Un court-métrage récent soulève des questions sur la distinction entre le réel et le virtuel, captivant les spectateurs par une performance intrigante. Alors que l’intelligence artificielle occupe de plus en plus d’espace, ce film expose nos doutes quant à l’authenticité des expériences vécues, entraînant une réflexion nécessaire.

Avec des modèles comme Seedance et sa version 2.0, capables de générer des images d’une réalisme saisissant, comme la vidéo opposant Brad Pitt à Tom Cruise ou plusieurs adaptations live-action de Dragon Ball, l’avenir semble, à bien des égards, difficile.
Il devient compliqué de distinguer entre le réel et le faux, une problématique qui préoccupe de plus en plus de monde et que met en lumière un court-métrage de seulement 2 minutes que vous pouvez visionner ci-dessous.
Le doute est de mise
Intitulé That’s AI, ce court-métrage a cumulé des millions de vues depuis sa sortie il y a quelques semaines. Sa thématique, remettant en question la nature des créations, qu’elles soient humaines ou numériques, résonne de manière croissante dans nos vies.
Plutôt que de se limiter à un déploiement technologique, le film joue sur cette suspicion permanente. On y voit un artiste de rue réaliser plusieurs acrobaties impressionnantes devant des passants. Bien que la performance soit concrète, perceptible, la réaction immédiate n’est pas l’admiration, mais la méfiance : « C’est de l’IA », affirment-ils, persuadés que la scène ne peut être authentique.

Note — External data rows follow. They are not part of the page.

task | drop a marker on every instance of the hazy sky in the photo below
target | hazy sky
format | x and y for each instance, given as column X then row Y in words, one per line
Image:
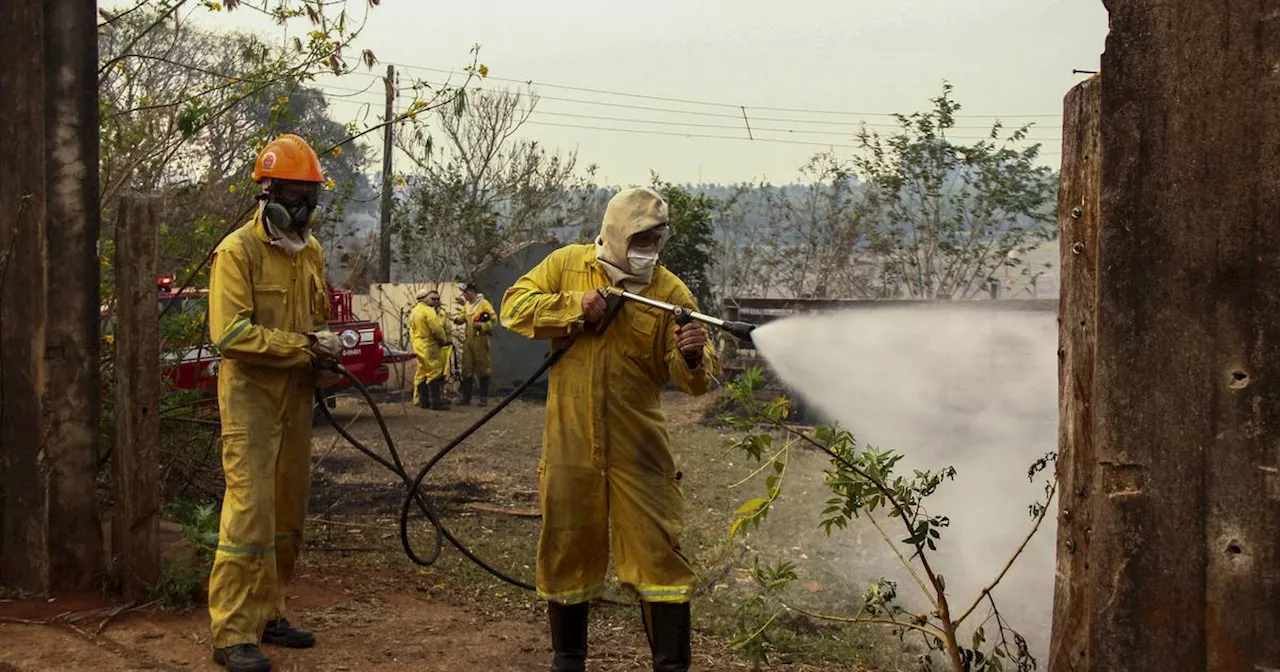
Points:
column 1005, row 58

C’est précisément ici que réside la force de l’œuvre. That’s AI n’illustre pas une machine remplaçant un être humain, mais interroge la perception. Le film explore comment, à l’heure actuelle, l’extraordinaire suscite systématiquement le doute, souvent considéré comme artificiel. Cette œuvre transforme une situation ordinaire en une satire directe de la paranoïa contemporaine, où l’intelligence artificielle est souvent invoquée pour expliquer ce qui semble trop parfait, trop saisissant, ou tout simplement trop bon.
Tourné sans IA, pour dissiper les doutes
Étonnamment, le projet n’a pas fait appel à l’intelligence artificielle lors de sa production. Il a été réalisé avec des moyens traditionnels, avec des acteurs réels et une mise en scène physique. Ce choix renforce d’autant plus le message : tout ce qui est surprenant ne provient pas nécessairement d’un algorithme, bien que de plus en plus de personnes croient le contraire.